Toutefois, les éléments présentés par l’organisme sont insuffisants à caractériser une cause totalement étrangère au travail et renverser la présomption d’imputabilité dont bénéficie le requérant.
Par conséquent, il convient de faire droit au recours formé par [C] [O] et dire que l’accident dont il a été victime le 19 Décembre 2023 doit être pris en charge au titre de la législation professionnelle.
Sur les autres demandes :
Succombant à l’instance, la Caisse de Prévoyance et de Retraite du Personnel Ferroviaire doit prendre à sa charge les entiers dépens de l’instance sur le fondement des dispositions de l’article 696 du Code de Procédure Civile applicable en vertu du paragraphe II de l’article R.142-1-A du Code de la Sécurité Sociale.

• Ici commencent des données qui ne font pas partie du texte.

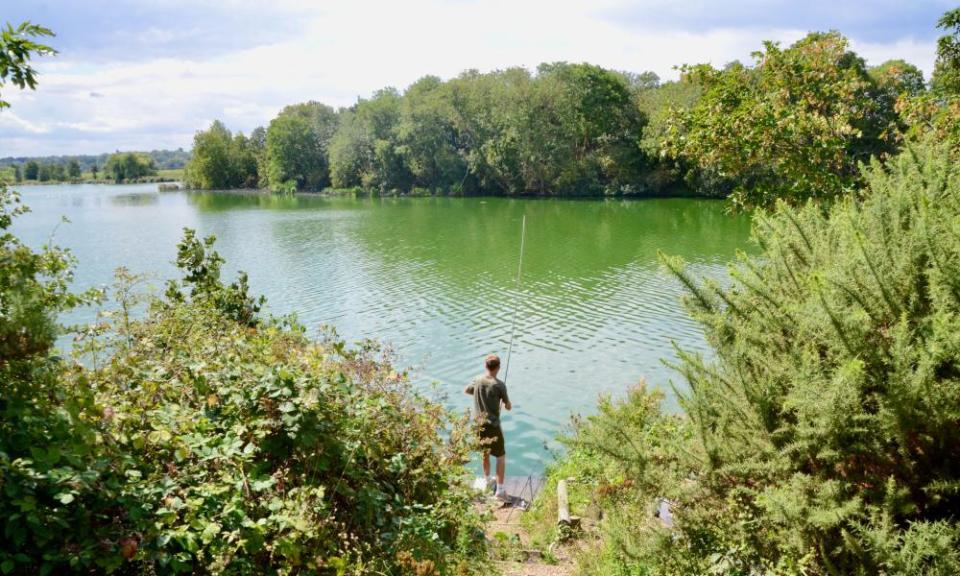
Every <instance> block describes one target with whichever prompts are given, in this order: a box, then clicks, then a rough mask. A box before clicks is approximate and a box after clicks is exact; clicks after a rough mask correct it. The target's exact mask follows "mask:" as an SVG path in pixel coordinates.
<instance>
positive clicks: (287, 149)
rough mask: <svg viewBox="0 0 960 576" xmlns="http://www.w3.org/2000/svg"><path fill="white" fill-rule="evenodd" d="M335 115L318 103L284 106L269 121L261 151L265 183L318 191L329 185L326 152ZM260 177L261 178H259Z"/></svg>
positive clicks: (326, 154)
mask: <svg viewBox="0 0 960 576" xmlns="http://www.w3.org/2000/svg"><path fill="white" fill-rule="evenodd" d="M336 129H337V114H336V112H334V110H333V109H332V108H330V107H329V106H326V105H324V104H320V103H319V102H306V103H304V104H296V105H293V106H287V107H286V108H284V109H283V111H281V112H280V114H279V115H278V116H277V117H276V118H274V119H273V120H272V121H271V122H270V126H269V127H268V128H267V135H266V145H265V148H264V163H263V165H264V168H265V170H266V174H265V176H266V179H265V180H266V182H267V184H268V185H269V186H270V187H271V188H272V189H275V190H279V189H285V188H286V186H287V185H288V184H292V185H293V186H294V187H295V188H296V189H298V190H304V189H305V190H321V189H323V188H324V187H325V186H328V185H329V184H330V171H329V166H328V162H327V149H328V146H329V143H330V140H331V138H332V137H333V135H334V133H335V132H336ZM261 176H263V175H261Z"/></svg>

S’agissant des décisions rendues en matière de sécurité sociale, l’exécution provisoire est facultative, en application de l’article R.142-10-6 du Code de la Sécurité Sociale. Or, la nécessité de devoir l’ordonner n’est pas démontrée.
PAR CES MOTIFS
Le Tribunal Judiciaire de BORDEAUX, statuant par décision contradictoire, rendue par mise à disposition au greffe et en premier ressort,
DIT que l’accident dont [C] [O] a été victime le 19 Décembre 2023 doit être pris en charge au titre de la législation professionnelle,
EN CONSÉQUENCE,
FAIT DROIT au recours formé par [C] [O] à l’encontre des décisions implicite et explicite de rejet de la Commission Médicale de Recours Amiable de la Caisse de Prévoyance et de Retraite du Personnel Ferroviaire,
RENVOIE [C] [O] devant la Caisse de Prévoyance et de Retraite du Personnel Ferroviaire pour la liquidation de ses droits,
CONDAMNE la Caisse de Prévoyance et de Retraite du Personnel Ferroviaire aux entiers dépens,
DIT n’y avoir lieu de prononcer l’exécution provisoire du présent jugement.
Ainsi jugé et mis à disposition au greffe du tribunal le 5 Mars 2026 et signé par la Présidente et la Greffière.